Sunday, May 17, 2009

Take a chance

It is not the critic who counts: not the man who points out how the strong man stumbles or where the doer of deeds could have done better. The credit belongs to the man who is actually in the arena, whose face is marred by dust and sweat and blood, who strives valiantly, who errs and comes up short again and again, because there is no effort without error or shortcoming, but who knows the great enthusiasms, the great devotions, who spends himself for a worthy cause; who, at the best, knows, in the end, the triumph of high achievement, and who, at the worst, if he fails, at least he fails while daring greatly, so that his place shall never be with those cold and timid souls who knew neither victory nor defeat.

The words of Teddy Roosevelt.

I came across these words while I was visiting Acton for a Austin Entrepreneur Network start-up class for High Growth Businesses. I guess you can say what every entreprneur wants but statistically few achieve.

But then again to do amazing things, you gotta take amazing risks and become an amazing person. If it were easy, amazing would be ordinary. But its not, its those that decide to burn the ships to prevent all means of retreat when battling a challenge that do amazing things.

How many companies built during difficult economic times have went on to grow and prosper to amazing success? Too many to mention.

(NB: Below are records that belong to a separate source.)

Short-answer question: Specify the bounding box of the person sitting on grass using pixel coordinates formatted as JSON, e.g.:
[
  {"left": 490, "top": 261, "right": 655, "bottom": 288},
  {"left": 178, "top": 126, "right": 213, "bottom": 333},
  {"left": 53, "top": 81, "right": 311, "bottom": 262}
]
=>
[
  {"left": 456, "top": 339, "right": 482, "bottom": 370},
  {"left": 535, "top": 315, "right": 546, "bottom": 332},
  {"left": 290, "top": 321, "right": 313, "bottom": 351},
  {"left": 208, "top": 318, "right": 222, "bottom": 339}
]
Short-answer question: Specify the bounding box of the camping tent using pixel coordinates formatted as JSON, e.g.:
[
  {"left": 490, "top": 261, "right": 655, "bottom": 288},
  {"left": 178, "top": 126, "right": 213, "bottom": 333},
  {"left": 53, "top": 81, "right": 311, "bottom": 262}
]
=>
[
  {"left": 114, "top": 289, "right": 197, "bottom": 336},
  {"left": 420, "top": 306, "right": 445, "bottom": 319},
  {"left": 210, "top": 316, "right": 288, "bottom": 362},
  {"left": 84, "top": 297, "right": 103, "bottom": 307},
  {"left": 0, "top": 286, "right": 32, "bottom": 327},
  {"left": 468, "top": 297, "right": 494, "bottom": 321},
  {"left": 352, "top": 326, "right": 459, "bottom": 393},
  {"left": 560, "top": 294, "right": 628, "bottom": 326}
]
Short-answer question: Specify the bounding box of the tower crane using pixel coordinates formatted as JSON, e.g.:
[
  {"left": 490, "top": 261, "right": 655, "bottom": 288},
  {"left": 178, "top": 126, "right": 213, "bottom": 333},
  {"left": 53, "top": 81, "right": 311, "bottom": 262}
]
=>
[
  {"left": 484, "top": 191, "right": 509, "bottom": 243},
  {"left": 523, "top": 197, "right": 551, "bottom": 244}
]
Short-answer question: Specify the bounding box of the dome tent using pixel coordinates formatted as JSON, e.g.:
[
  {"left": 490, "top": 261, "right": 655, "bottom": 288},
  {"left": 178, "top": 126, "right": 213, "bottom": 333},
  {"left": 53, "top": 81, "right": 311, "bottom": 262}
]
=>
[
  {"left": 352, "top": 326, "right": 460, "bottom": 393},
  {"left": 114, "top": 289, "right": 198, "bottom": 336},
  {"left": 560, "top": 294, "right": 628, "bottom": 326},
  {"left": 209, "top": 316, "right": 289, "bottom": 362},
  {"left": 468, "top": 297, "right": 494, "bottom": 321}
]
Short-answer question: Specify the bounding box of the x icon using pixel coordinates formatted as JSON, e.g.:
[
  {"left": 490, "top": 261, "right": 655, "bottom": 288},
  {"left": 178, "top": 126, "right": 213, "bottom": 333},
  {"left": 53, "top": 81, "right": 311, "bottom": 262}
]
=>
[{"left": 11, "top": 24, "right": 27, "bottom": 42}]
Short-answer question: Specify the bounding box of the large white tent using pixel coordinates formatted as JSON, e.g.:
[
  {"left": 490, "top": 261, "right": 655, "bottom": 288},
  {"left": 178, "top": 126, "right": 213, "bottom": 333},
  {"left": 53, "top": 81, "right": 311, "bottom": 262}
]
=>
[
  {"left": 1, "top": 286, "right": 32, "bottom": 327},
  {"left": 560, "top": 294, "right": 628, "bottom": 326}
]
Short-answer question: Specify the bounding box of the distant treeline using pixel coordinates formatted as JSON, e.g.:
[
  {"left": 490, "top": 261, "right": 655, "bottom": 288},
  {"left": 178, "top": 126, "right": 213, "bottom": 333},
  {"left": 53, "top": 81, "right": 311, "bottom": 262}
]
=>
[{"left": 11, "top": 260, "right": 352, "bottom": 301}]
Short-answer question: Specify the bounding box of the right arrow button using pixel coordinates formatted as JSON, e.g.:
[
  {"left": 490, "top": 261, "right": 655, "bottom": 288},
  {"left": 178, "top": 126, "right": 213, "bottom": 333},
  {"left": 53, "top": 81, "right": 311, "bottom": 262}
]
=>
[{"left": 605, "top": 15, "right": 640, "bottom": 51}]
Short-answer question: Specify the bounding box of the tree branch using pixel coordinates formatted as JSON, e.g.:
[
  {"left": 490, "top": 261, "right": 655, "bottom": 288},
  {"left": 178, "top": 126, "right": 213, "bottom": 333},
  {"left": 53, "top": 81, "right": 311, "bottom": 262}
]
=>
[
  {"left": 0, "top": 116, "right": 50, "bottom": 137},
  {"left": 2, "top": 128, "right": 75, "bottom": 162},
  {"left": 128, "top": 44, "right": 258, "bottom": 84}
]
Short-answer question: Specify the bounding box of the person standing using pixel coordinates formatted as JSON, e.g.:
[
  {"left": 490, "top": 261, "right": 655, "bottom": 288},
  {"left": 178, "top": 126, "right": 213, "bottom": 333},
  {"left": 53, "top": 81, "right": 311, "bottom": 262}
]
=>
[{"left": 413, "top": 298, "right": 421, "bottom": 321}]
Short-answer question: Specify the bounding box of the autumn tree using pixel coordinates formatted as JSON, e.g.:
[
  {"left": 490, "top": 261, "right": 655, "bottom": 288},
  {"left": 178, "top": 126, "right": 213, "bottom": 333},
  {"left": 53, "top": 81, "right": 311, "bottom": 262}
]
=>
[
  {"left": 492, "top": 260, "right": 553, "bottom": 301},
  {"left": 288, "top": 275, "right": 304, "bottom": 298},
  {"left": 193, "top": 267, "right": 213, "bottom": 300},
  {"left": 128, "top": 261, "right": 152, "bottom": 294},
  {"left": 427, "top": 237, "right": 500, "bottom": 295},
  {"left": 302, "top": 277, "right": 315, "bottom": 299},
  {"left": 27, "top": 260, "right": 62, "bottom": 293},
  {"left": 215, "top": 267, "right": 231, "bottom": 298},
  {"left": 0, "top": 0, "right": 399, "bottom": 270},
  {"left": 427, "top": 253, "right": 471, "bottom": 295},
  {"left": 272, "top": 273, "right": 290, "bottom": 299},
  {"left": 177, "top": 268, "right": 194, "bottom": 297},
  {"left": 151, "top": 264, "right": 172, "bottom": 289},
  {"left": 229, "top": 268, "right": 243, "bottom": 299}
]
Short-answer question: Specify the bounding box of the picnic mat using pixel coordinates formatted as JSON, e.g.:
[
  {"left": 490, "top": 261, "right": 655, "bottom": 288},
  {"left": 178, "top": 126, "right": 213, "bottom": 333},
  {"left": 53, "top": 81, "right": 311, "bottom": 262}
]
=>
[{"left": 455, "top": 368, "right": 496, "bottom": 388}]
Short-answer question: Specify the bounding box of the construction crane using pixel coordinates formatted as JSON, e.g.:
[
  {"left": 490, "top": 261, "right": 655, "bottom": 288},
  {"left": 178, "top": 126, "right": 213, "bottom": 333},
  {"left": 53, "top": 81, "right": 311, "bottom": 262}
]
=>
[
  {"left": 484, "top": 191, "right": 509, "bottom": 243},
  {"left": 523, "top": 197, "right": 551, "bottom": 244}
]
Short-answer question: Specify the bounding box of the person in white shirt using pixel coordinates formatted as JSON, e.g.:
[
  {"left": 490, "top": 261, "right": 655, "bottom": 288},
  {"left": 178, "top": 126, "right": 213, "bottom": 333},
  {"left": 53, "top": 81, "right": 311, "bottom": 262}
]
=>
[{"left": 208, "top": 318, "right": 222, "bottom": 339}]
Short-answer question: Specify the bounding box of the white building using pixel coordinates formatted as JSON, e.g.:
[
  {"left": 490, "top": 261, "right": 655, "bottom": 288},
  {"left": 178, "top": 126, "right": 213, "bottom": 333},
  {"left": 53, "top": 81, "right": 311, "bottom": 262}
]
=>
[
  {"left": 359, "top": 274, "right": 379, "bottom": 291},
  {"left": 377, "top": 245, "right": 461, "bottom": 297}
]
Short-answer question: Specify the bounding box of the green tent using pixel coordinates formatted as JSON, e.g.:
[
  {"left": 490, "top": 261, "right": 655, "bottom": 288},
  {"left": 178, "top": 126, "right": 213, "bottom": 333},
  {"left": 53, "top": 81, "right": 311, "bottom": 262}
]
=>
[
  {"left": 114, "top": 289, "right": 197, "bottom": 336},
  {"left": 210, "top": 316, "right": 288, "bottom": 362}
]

But most importantly, why is it that these individuals who no smarter than any of us, to an extent that is, decide to put it all on the line and go for it? Its an innate punch in your stomach that says, Run with it and see where it goes. It happens to everyone that chooses to create their own path any way possible.

I recently got that punch in my gut a few months ago that just said, "Run with it and see where it goes."

The final blow came when one of my two managers at the bank branch I worked at had asked me how what I did with my time in volunteering to teach 6th graders financial literacy through the Wells Fargo Hands on Banking program helped my bottom line. I was knocked backed into reality and decided that I did not want to have anything to do with this ridiculously messed up banking world. Luckily, I had been training to take the leap into full fledged entrepreneur and thats what this blog is in part to be intended for, to tell my entrepreneurial journey as it develops.